ÖZGÜRLÜKÇÜ HUKUK ANLAYIŞI İÇİN BİR KILAVUZ: MESNEVİ

                                                             “Bizden sonra Mesnevî önderlik edecek ve

                                                              arayanlara doğru yolu  gösterecek; onları

                                                              yönetecek ve onlara önderlik edecektir.”

Mevlânâ

 

Mesnevî, Mevlânâ’yı ve onun engin düşünce dünyasını tanımak ve ondan kişisel, zihinsel, ruhsal olduğu kadar meslekî ve sosyal gelişim için de yararlanmak üzere, herkesin başucu kitabı olması gereken eşsiz bir eserdir. O günümüzün çeşitlenen ve derinleşen bilim dalları ışığında ve günümüz terminolojisi ile okunduğunda tam bir bütüncül gelişim kılavuzudur. Zaten bizzat Mevlânâ “Bizden sonra Mesnevî önderlik edecek ve arayanlara doğru yolu gösterecek; onları yönetecek ve onlara önderlik edecektir.”diyerek, kendisinden sonra Mesnevî’nin oynayacağı rolü gerçek bir öngörü ile dile getirmiştir.

Mesnevî 700 sene öncesinden günümüze yazılmış mektup niteliğindedir. Onu okuyan insanlar adeta bu mektubun kendileri için özel olarak yazıldığı duygusuna kapılmakta, Mevlânâ’ya ve Mesnevî’ye ayrı hislerle sahip çıkmaktadır.[1]

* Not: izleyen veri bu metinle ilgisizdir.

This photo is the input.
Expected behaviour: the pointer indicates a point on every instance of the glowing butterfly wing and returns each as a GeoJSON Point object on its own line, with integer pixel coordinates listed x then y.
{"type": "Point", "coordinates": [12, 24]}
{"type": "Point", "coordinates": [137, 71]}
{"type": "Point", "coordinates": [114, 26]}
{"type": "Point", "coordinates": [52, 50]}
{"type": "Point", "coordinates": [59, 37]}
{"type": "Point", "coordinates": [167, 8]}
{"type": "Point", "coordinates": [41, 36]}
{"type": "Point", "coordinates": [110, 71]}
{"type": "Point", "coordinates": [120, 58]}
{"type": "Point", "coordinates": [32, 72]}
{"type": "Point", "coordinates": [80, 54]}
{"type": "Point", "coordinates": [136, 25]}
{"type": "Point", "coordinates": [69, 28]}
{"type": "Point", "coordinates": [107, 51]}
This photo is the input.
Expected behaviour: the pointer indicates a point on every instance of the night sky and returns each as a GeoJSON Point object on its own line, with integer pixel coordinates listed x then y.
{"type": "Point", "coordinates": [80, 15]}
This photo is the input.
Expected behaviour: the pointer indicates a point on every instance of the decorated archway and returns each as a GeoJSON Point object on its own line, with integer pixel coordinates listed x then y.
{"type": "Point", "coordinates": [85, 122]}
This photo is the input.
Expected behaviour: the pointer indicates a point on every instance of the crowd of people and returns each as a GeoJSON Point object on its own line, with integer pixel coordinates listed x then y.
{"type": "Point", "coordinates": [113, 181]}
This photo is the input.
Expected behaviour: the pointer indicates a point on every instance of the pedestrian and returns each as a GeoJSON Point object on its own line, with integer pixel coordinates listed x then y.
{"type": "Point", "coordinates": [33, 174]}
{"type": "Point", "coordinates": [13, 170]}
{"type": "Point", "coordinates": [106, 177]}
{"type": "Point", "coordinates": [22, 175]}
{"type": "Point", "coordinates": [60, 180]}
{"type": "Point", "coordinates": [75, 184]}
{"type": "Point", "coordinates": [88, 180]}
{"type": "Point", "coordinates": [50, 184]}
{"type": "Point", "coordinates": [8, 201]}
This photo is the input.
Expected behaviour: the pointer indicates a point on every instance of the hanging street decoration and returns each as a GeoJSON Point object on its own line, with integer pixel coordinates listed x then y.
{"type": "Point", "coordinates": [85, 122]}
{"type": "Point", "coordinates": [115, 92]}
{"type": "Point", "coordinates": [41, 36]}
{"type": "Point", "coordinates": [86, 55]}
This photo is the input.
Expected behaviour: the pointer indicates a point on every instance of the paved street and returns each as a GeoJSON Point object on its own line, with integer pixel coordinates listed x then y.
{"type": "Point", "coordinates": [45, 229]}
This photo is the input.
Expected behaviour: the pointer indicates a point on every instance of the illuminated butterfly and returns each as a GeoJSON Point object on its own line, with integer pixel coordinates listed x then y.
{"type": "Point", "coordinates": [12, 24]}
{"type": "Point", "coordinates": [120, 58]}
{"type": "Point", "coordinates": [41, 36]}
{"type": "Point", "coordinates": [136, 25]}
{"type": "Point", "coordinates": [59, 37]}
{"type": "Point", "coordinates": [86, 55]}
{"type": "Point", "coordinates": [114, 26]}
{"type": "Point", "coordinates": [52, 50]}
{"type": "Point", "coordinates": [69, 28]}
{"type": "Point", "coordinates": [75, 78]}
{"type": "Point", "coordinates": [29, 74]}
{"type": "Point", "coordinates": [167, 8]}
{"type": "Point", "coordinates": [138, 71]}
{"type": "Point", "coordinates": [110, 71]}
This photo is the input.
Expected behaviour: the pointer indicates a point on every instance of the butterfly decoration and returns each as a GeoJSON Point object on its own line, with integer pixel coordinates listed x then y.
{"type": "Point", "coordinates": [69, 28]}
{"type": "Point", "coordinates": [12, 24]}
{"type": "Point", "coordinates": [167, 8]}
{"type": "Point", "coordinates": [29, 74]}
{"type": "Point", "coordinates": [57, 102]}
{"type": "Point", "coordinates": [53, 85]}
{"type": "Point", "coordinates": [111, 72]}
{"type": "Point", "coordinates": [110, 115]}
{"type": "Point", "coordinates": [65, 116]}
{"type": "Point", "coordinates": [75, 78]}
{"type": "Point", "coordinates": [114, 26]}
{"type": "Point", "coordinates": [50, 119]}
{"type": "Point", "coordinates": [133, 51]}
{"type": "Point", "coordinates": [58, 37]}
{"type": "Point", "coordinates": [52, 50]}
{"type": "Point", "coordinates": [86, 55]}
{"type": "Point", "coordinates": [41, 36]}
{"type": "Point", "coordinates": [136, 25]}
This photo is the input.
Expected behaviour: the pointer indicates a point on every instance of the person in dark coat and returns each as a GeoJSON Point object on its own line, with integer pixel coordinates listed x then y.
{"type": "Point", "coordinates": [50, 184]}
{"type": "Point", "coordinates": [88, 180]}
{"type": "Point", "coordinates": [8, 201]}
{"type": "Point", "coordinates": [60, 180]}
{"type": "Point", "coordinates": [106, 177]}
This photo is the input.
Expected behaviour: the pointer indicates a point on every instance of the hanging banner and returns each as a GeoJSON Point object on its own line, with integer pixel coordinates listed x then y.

Mesnevî’yi Fransızcaya çeviren büyük Mevlânâ aşığı Eva de Vitray Meyorovitch’in tespitiyle ise, “maalesef Mesnevî’nin üstün önemi ve orijinalitesi yeterince meydana konamamıştır.”[2]  Yine Aşıklar Kabesi’nin karşısında Üçler mezarlığında medfun Eva namı diğer Havva hanımın  ifadesiyle, “Mesnevî’de ele aldığı temalar ve yaptığı tasvirlerle, Mevlânâ’nın ifade hürriyeti okuyucu üzerinde belli bir hayret uyandırmaktadır.[3]

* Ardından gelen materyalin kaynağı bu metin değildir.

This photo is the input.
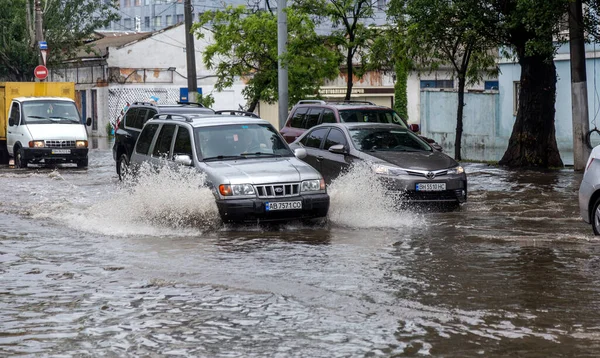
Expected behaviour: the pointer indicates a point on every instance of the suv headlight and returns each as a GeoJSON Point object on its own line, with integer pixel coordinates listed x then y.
{"type": "Point", "coordinates": [236, 189]}
{"type": "Point", "coordinates": [388, 170]}
{"type": "Point", "coordinates": [313, 185]}
{"type": "Point", "coordinates": [456, 170]}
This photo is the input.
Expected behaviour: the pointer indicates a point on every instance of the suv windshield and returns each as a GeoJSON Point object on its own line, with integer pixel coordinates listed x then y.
{"type": "Point", "coordinates": [49, 111]}
{"type": "Point", "coordinates": [371, 116]}
{"type": "Point", "coordinates": [377, 139]}
{"type": "Point", "coordinates": [237, 141]}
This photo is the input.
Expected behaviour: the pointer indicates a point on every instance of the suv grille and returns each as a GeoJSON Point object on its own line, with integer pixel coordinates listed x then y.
{"type": "Point", "coordinates": [60, 143]}
{"type": "Point", "coordinates": [278, 190]}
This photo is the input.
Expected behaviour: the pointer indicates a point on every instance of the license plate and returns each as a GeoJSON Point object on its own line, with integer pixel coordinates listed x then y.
{"type": "Point", "coordinates": [431, 186]}
{"type": "Point", "coordinates": [61, 151]}
{"type": "Point", "coordinates": [283, 205]}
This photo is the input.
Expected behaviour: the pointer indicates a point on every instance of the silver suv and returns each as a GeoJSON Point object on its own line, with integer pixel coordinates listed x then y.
{"type": "Point", "coordinates": [250, 169]}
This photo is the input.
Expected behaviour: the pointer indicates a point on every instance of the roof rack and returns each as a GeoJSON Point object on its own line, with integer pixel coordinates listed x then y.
{"type": "Point", "coordinates": [308, 101]}
{"type": "Point", "coordinates": [188, 118]}
{"type": "Point", "coordinates": [234, 112]}
{"type": "Point", "coordinates": [192, 104]}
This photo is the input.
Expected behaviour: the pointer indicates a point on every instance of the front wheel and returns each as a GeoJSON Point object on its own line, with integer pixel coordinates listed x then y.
{"type": "Point", "coordinates": [596, 217]}
{"type": "Point", "coordinates": [20, 162]}
{"type": "Point", "coordinates": [122, 166]}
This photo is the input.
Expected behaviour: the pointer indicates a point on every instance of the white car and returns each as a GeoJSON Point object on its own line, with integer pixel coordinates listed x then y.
{"type": "Point", "coordinates": [589, 191]}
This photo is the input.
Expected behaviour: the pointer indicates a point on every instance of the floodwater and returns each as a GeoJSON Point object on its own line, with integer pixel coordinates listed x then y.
{"type": "Point", "coordinates": [90, 267]}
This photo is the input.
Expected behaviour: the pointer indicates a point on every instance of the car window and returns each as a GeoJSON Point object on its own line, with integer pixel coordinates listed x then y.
{"type": "Point", "coordinates": [298, 117]}
{"type": "Point", "coordinates": [314, 138]}
{"type": "Point", "coordinates": [130, 117]}
{"type": "Point", "coordinates": [162, 148]}
{"type": "Point", "coordinates": [183, 142]}
{"type": "Point", "coordinates": [328, 116]}
{"type": "Point", "coordinates": [312, 118]}
{"type": "Point", "coordinates": [334, 137]}
{"type": "Point", "coordinates": [145, 139]}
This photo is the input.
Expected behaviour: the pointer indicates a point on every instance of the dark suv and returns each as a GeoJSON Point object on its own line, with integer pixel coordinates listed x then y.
{"type": "Point", "coordinates": [309, 113]}
{"type": "Point", "coordinates": [130, 126]}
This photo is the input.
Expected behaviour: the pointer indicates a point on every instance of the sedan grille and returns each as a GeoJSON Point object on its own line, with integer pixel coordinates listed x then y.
{"type": "Point", "coordinates": [278, 190]}
{"type": "Point", "coordinates": [60, 143]}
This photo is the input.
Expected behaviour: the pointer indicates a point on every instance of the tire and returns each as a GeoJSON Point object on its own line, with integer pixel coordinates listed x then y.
{"type": "Point", "coordinates": [122, 166]}
{"type": "Point", "coordinates": [19, 161]}
{"type": "Point", "coordinates": [595, 217]}
{"type": "Point", "coordinates": [83, 163]}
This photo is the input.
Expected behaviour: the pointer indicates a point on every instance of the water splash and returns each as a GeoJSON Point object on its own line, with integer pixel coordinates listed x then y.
{"type": "Point", "coordinates": [359, 200]}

Radi Fiş’in ifadesiyle; “Önceden tasarlanmış bir planı da yoktur “Mesnevînin. Hiç bir düzene, kurala, yasaya uymaz. Tek yasası, özgürlüktür. Özgür düşünce, özgür ruh, özgür anlatım, özgür çağrışımlar. Altı cilt, yirmi beş bin altı yüz onsekiz beyit, on beş yılda yaratılmışlardır. Ama biçim olarak, dünyaya bakış olarak bunların tümü tek bir kitaptır.”[4]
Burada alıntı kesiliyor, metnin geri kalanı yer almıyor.